Is there a particular reason --with-compat isn't enabled by default?
Ruslan Ermilov
ru at nginx.com
Thu May 10 10:17:41 UTC 2018
On Wed, May 09, 2018 at 12:29:06PM -0400, Thomas Ward wrote:
> In regards to several off-lists inquiries downstream about people trying
> to add additional third party modules, I've gone and started seeking
> justification for enabling --with-compat.
>
> Downstream in Ubuntu, I'm getting pushback in that the question of "Why
> do we need to enable this, what does it add?". I'm trying to find that
> justification for it, and the best I can find is Maxim's statements on a
> 2016 email/forum thread about how it actually makes dynamic module
> support truly work (in a nutshell). [1]
>
> Further, there's pushback about "Will package security updates and
> patches change the module ABI on security fixes or bug fixes?". I don't
> have a clear answer on this, and I had this question back when dynamic
> module support was introduced, but never got a clear answer on this
> point. It does beg consideration with regards to dynamic module support
> whether a simple patch applied to the same exact NGINX version will
> break ABI. The way we handle security patches and such downstream is we
> apply patches to the existing NGINX version via `quilt`, which applies
> the patch at build time.

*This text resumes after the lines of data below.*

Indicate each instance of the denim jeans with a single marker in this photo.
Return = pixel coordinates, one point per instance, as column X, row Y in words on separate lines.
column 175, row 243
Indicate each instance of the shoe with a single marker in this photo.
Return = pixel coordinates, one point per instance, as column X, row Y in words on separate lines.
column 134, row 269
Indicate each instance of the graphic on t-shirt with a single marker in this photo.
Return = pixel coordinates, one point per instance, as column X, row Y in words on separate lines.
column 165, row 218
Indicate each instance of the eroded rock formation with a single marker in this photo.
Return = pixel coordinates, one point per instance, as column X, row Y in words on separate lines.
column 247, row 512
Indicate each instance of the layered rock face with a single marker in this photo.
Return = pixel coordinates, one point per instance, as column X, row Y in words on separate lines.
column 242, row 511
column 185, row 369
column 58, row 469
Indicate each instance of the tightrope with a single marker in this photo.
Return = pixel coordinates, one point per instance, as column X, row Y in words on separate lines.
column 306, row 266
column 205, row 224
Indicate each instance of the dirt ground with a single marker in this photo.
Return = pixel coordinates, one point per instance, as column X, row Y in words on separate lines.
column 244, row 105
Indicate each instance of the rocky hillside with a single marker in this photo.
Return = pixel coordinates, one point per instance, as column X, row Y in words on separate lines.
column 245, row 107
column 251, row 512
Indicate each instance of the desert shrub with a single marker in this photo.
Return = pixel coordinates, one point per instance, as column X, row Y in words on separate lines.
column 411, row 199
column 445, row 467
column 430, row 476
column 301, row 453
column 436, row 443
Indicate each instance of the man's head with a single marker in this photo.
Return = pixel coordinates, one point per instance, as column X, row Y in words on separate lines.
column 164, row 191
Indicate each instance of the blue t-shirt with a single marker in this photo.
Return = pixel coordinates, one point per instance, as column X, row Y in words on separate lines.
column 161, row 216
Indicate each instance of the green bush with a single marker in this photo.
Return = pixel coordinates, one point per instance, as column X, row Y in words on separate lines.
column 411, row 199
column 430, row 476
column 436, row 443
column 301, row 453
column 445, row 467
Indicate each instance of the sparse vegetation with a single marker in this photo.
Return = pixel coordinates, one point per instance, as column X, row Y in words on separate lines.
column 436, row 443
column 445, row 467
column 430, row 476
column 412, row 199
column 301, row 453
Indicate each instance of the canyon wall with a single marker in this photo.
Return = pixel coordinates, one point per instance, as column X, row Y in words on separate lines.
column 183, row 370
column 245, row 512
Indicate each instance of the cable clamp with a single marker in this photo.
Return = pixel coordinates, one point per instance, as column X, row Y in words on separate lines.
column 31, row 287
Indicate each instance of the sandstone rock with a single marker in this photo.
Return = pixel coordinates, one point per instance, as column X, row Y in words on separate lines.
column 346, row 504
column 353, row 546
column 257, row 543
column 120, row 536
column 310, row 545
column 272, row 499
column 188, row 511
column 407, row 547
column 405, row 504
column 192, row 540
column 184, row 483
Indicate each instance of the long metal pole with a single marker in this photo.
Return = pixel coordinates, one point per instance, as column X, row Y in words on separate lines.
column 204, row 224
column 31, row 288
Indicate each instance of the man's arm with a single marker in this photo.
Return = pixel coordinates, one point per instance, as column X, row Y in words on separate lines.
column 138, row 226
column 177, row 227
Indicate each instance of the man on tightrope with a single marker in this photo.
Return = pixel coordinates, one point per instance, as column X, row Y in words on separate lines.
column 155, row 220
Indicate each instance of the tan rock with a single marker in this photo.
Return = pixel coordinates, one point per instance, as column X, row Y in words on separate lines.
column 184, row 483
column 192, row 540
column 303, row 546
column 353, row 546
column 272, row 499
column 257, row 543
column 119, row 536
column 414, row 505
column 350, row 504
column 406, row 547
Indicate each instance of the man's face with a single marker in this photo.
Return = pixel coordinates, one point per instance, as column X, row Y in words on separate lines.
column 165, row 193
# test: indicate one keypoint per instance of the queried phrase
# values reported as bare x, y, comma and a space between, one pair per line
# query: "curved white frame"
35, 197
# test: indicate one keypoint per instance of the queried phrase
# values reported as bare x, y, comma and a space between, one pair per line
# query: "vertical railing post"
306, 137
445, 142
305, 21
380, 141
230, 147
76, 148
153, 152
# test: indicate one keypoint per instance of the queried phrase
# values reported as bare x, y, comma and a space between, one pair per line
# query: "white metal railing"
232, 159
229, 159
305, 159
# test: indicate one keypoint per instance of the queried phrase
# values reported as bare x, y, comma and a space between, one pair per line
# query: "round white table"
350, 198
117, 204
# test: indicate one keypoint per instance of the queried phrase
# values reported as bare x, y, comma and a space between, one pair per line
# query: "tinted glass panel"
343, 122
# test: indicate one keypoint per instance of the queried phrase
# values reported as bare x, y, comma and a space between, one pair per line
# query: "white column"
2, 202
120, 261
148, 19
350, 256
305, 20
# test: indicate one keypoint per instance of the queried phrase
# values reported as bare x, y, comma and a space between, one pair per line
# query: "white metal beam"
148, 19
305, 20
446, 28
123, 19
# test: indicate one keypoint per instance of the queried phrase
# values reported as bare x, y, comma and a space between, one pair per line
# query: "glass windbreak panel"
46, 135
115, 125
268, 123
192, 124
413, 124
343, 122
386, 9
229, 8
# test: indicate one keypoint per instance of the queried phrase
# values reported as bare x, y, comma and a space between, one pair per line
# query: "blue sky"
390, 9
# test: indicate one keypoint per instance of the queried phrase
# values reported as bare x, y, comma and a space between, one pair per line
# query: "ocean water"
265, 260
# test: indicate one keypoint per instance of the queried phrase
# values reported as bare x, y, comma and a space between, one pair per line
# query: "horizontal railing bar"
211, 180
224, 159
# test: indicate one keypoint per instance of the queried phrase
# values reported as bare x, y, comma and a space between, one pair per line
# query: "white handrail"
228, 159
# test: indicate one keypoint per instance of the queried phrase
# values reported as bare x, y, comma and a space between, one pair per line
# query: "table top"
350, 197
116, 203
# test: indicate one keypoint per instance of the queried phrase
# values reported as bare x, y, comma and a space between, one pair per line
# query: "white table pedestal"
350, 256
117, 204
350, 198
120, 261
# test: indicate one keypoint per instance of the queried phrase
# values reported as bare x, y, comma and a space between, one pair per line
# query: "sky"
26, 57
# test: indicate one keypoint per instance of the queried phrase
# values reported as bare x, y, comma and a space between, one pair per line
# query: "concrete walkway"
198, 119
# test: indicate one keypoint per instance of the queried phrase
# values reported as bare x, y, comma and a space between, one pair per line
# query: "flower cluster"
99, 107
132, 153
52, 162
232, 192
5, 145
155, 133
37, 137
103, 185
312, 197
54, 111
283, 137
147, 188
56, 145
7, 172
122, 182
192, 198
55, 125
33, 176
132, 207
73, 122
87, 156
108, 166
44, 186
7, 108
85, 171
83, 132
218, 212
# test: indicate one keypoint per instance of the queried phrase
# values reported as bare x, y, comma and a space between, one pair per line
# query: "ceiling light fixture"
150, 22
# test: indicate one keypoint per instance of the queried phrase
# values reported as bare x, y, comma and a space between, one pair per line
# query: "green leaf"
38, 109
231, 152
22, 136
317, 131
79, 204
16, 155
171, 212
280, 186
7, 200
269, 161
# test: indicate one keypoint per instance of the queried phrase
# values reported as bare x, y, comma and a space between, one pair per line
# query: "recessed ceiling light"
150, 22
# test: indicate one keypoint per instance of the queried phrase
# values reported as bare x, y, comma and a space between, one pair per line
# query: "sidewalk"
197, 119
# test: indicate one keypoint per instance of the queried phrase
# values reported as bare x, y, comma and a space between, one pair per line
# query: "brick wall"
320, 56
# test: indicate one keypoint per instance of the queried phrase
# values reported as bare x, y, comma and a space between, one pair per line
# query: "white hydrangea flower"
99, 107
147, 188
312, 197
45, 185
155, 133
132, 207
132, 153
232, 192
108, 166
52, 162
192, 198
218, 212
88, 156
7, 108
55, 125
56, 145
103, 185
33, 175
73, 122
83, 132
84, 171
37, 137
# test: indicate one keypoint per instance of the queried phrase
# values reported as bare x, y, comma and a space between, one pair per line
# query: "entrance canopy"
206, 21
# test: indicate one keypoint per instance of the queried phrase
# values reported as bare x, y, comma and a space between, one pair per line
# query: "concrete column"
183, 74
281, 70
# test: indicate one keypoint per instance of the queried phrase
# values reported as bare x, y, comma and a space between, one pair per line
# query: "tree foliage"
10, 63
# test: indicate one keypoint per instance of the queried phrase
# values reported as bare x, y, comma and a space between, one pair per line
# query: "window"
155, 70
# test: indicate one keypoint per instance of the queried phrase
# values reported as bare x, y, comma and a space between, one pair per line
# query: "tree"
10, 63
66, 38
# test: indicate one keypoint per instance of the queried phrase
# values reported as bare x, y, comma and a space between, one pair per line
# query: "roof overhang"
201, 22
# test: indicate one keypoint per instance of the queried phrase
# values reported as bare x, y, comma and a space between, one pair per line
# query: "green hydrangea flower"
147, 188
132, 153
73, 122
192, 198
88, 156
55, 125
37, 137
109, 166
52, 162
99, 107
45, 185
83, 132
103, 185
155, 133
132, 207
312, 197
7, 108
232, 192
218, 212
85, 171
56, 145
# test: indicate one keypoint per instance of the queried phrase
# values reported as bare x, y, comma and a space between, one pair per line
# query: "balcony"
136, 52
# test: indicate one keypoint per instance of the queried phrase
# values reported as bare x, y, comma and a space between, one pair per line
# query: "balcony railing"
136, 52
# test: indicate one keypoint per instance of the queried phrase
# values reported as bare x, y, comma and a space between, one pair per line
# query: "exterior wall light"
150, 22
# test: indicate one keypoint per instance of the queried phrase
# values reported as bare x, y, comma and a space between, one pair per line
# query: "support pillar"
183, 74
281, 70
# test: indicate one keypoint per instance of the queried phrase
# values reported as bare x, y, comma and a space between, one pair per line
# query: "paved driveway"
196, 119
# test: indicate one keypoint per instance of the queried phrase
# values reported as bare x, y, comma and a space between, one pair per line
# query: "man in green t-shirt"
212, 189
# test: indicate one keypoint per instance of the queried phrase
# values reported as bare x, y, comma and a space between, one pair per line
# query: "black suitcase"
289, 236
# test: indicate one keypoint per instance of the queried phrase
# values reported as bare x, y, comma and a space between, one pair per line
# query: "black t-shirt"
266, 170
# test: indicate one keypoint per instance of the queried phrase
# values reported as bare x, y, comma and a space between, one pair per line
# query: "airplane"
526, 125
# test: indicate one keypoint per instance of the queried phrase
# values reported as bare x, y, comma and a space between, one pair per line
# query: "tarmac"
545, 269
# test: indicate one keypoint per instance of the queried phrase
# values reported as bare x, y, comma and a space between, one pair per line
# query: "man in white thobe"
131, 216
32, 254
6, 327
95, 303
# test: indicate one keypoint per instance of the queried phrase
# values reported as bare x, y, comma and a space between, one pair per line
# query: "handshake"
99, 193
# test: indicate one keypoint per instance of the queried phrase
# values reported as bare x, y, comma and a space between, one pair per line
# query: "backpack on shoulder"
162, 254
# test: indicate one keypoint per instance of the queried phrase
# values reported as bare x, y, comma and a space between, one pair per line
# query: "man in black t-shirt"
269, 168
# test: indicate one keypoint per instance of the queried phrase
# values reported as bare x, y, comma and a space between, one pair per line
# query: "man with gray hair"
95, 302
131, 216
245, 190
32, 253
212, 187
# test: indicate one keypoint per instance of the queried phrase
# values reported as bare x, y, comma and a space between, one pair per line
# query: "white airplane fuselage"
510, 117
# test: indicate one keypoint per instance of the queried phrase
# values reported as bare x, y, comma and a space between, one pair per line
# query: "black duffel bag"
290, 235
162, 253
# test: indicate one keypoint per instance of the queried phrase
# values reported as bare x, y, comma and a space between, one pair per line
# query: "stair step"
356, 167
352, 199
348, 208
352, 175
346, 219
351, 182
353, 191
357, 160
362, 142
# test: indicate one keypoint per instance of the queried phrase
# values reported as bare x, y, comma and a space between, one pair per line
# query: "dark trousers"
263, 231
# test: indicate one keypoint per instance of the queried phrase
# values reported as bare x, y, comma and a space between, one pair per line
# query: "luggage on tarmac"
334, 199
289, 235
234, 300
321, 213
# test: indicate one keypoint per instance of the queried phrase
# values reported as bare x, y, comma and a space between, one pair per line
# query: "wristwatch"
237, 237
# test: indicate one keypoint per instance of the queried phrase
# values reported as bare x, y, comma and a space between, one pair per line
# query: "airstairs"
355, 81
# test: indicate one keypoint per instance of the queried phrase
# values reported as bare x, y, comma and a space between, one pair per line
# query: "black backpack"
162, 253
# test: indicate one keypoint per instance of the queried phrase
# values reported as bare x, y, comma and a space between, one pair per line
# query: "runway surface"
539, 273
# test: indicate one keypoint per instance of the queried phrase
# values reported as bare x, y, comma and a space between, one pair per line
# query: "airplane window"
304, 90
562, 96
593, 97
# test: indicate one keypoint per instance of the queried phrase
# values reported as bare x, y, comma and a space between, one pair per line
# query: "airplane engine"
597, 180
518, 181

Whether this makes an ABI change or not I
> couldn't say, so I'm hunting a response from you, the devs, to give me a
> clear answer on this.
>
> So, for those who didn't read everything there's two questions here:
>
> (A) Other than making dynamic module support "work better", what does
> --with-compat actually do behind the scenes (In a nutshell)?
It enables some macros and alters some structures in a way that's
compatible with NGINX Plus, built with the same option. Practically
this means that checksums of module loadable objects will be identical
between when using F/OSS sources and when using NGINX Plus sources.
Searching for "NGX_COMPAT" throughout the F/OSS source code will
give enough details.
> (B) Will a simple patch that patches security issues or adds fixes to
> something later on but doesn't change the core NGINX version numbering
> change the module ABI in such a way that it'll break modules built
> against nginx without that patch (assuming that --with-compat was added,
> since it's apparently needed to make dynamic modules 'actually work')
If a patch is simple, this is highly unlikely. For a patch to
break the ABI, at least some externally visible structures should
be changed in some backwards incompatible ways.